Besides holding office, Asian-Americans have become more active in the area's political parties, with five Asian-Americans from Harris County attending the Democratic National Convention earlier this year — about 10 percent of the county's delegates. Asian-Americans also worked in Republican campaigns, though none from here attended the national convention.
"These immigrants are ... becoming players in our political system," said Nestor Rodriguez, a professor at the University of Houston. "They come from the smallest of the four major racial and ethnic groups in the Houston area. ... It speaks to their ability to enter the political system, become sophisticated, draw support and become part of the political mainstream."
About 5.1 percent of Harris County residents identified themselves in the 2000 Census as "Asian-American," a sweeping category that encompasses people tracing their roots to eastern Asia (including Japan, China and Korea), Southeast Asia (including Vietnam and Thailand) or South Asia (including India and Pakistan). The percentage has doubled since the 1990 Census.
And, according to the census, nearly 48 percent of those who identified themselves as foreign-born Asians said they had arrived in the United States as recently as the 1990s. Many of those are concentrated in southwest Houston and Harris County, near the Fort Bend County line. That's also where Vo took on Heflin, the chairman of the House Appropriations Committee.
Whether Vo ultimately prevails, that he even came close to unseating a powerful incumbent indicates a transformation in Houston supported by immigration, Rodriguez said.
"That's very telling," he said. "These are consequences of the racial and ethnic transformation in some districts. It's fascinating because things are changing so rapidly. There's a demographic transition in that district, and it's changing the face of the city."
In the heart of the district, where street signs are posted in English, Chinese and Vietnamese, entrepreneur Dan Nip says Vo was until recently relatively unknown among the local community leadership.
But like other ethnic groups, Asians tend to vote for themselves, says Nip, an accountant and president of the Chinatown Development Corp.
Nip, a businessman who emigrated from China decades ago, says he did that when he noticed a Vietnamese name on Tuesday's ballot in a judicial race he knew nothing about.

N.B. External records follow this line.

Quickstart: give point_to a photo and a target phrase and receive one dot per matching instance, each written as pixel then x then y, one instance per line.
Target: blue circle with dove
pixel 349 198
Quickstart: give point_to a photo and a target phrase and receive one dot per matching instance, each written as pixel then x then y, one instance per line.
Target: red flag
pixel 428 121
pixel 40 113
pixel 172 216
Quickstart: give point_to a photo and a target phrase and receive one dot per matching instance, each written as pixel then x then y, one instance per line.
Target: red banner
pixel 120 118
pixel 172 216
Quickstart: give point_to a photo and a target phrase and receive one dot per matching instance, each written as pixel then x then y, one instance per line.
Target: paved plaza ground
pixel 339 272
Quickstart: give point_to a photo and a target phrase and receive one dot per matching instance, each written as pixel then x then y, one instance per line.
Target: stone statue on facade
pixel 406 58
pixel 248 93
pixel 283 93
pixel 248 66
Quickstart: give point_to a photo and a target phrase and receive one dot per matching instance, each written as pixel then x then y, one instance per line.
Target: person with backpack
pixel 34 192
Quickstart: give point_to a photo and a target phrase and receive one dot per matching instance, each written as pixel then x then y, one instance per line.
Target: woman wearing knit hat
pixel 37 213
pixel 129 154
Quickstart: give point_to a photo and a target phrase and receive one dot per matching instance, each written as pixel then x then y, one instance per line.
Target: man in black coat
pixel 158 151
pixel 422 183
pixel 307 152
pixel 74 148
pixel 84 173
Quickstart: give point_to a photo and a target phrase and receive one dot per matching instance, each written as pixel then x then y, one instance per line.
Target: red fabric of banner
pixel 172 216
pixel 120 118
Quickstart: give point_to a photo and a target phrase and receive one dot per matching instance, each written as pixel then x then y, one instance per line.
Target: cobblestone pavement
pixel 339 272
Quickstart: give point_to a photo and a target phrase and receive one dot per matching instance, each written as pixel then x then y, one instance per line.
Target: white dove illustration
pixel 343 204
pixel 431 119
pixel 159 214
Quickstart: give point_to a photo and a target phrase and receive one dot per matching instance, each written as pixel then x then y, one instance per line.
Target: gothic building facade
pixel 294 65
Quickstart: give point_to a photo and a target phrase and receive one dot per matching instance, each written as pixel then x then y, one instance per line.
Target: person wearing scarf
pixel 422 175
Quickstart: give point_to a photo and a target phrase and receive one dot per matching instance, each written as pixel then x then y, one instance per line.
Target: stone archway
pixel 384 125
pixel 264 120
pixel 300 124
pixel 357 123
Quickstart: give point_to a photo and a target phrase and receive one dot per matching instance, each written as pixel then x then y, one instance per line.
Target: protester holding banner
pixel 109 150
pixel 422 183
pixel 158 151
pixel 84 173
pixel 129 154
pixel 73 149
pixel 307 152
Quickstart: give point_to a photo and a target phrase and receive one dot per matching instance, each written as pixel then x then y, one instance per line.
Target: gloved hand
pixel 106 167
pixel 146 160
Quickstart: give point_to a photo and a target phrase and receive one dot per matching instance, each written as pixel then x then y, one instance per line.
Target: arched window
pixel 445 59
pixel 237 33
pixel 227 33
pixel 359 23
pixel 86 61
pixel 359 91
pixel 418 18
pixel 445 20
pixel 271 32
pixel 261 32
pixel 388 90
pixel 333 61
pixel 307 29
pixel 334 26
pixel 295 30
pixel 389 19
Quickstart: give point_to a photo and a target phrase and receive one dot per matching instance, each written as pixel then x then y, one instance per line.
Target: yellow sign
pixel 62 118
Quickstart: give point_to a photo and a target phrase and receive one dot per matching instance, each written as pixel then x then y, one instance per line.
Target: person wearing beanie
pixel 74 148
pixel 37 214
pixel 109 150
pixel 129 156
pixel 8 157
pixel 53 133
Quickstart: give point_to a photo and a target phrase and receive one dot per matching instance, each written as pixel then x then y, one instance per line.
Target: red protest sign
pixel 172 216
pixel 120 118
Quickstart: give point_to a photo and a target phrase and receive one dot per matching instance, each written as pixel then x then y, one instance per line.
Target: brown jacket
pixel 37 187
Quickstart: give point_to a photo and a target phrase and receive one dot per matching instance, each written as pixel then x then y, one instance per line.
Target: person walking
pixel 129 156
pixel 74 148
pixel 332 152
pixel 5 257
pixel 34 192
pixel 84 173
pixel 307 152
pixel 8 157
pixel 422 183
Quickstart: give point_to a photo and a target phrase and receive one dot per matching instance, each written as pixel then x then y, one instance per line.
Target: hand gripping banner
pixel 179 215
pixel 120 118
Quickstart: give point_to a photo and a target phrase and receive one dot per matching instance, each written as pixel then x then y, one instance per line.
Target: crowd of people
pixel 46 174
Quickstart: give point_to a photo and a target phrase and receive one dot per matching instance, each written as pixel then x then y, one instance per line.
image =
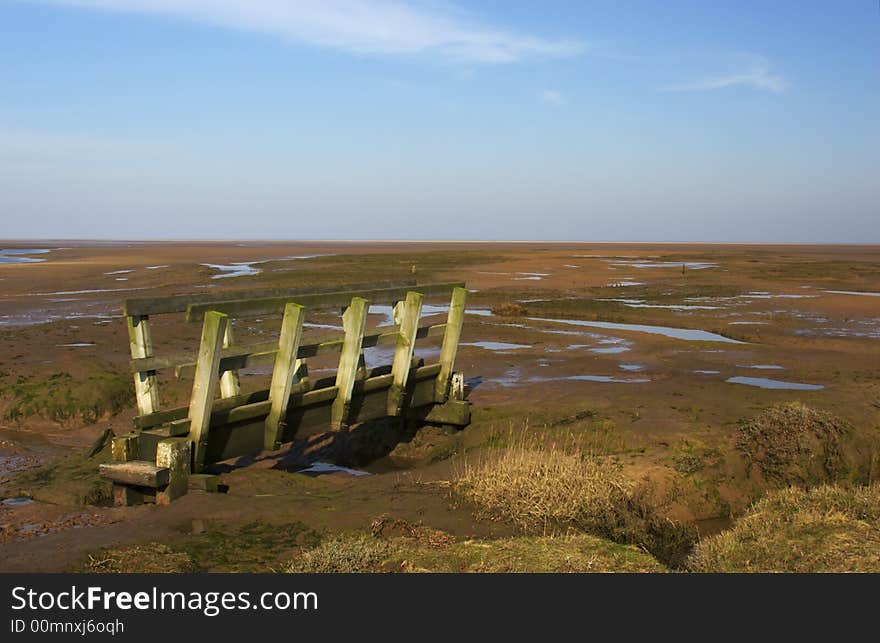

"I didn't even know who he was, but he got my vote," said Nip, who developed the sleek Hong Kong City Mall on Bellaire.
Nip and other Asian-Americans said though they may differ on some political issues, Asians are united by a strong work ethic, an entrepreneurial spirit and the common struggles that immigrants often face.
Khan says he believes that the rise of Asian-Americans in local politics is an untapped treasure for the established political parties.
"I think it's a real opportunity for both political parties," he said. "I see very little outreach by the parties themselves toward the Asian community. They're forgetting this community is banded together, they tend to work together as a group, and they are a very well-informed community. And I think that whichever party will reach out to them will benefit a great deal."
Khan said Asian-American voters here have not yet cemented any strong party affiliations and prefer to evaluate individual candidates.
"We don't hate each other based on our party affiliation. ... We will find Asian voters in the same constituency — in the same precinct sometimes — voting for a Democrat and another person who's a Republican just because of other factors.
"I think Asian-Americans are trying to figure out which party suits them. ... By and large, people still are not finding, 'This (party) is my home.' "
Khan's opinion is supported by a Houston Chronicle poll of 800 registered voters conducted by Zogby International last month. Asian-American voters preferred President Bush over Sen. John Kerry, 52 percent to 41 percent, but leaned toward Democrats in their congressional races.